If you‘re into web scraping, browser automation, or just like to experiment with new coding tools, you may have heard of Puppeteer and Jupyter notebooks. But have you ever considered using them together? In this post, we‘ll explore how combining these two powerful tools can open up a whole new world of possibilities.
What are Puppeteer and Jupyter Notebooks?
Puppeteer is a Node.js library that allows you to control a headless Chrome browser programmatically. It‘s perfect for tasks like web scraping, automated testing, and generating screenshots or PDFs of web pages. With Puppeteer, you can write scripts to automate just about anything you can do manually in a browser.
Jupyter notebooks, on the other hand, are interactive coding environments that run in your web browser. They allow you to write and execute code, see the results inline, and mix in text, images, and other media. Jupyter started as a Python-only tool but now supports over 40 programming languages.
Both of these tools have seen rapid adoption in recent years. According to the State of JS 2020 survey, Puppeteer is used by 41% of respondents, making it the most popular browser automation tool.
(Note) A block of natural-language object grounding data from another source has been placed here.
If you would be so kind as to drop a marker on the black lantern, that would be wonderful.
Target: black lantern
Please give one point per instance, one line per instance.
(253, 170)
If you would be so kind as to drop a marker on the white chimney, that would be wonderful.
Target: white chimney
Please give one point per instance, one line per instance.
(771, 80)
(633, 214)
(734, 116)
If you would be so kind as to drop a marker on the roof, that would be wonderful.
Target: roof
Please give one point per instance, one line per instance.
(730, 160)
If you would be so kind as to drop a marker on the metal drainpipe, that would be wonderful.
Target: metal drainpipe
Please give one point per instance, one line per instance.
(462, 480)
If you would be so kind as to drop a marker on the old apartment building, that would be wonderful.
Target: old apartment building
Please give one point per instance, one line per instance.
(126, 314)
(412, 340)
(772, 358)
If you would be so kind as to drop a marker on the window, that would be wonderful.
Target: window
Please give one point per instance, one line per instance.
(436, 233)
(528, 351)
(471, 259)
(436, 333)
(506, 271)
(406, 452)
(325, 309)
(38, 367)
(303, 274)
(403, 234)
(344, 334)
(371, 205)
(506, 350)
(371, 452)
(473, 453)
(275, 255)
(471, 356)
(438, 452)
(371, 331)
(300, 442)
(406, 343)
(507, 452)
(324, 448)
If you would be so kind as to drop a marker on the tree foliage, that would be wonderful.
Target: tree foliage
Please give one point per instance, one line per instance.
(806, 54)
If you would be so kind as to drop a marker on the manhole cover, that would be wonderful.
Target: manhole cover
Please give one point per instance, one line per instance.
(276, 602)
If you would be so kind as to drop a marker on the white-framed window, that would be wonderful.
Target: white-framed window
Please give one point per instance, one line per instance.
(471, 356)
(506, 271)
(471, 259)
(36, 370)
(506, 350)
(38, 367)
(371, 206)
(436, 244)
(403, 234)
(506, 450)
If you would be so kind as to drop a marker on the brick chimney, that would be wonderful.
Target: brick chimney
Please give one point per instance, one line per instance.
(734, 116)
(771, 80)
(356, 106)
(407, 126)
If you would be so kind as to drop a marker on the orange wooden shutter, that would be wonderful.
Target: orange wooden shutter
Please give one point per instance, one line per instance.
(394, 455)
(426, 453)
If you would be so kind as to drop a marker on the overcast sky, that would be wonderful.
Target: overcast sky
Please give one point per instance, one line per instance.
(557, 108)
Jupyter, meanwhile, is used by over 8 million data scientists, researchers, and developers worldwide.
The Challenge: Async Await in Jupyter
So, you might be thinking, why not just install Puppeteer in a Python-based Jupyter notebook and start automating? Well, it‘s not quite that simple.
The issue lies in the way Puppeteer is designed. It heavily uses the async/await
syntax for handling asynchronous operations, like waiting for pages to load or elements to appear on the page. This is essential for reliable browser automation – without it, your script would just plow ahead without waiting for things to happen, leading to errors and flaky behavior.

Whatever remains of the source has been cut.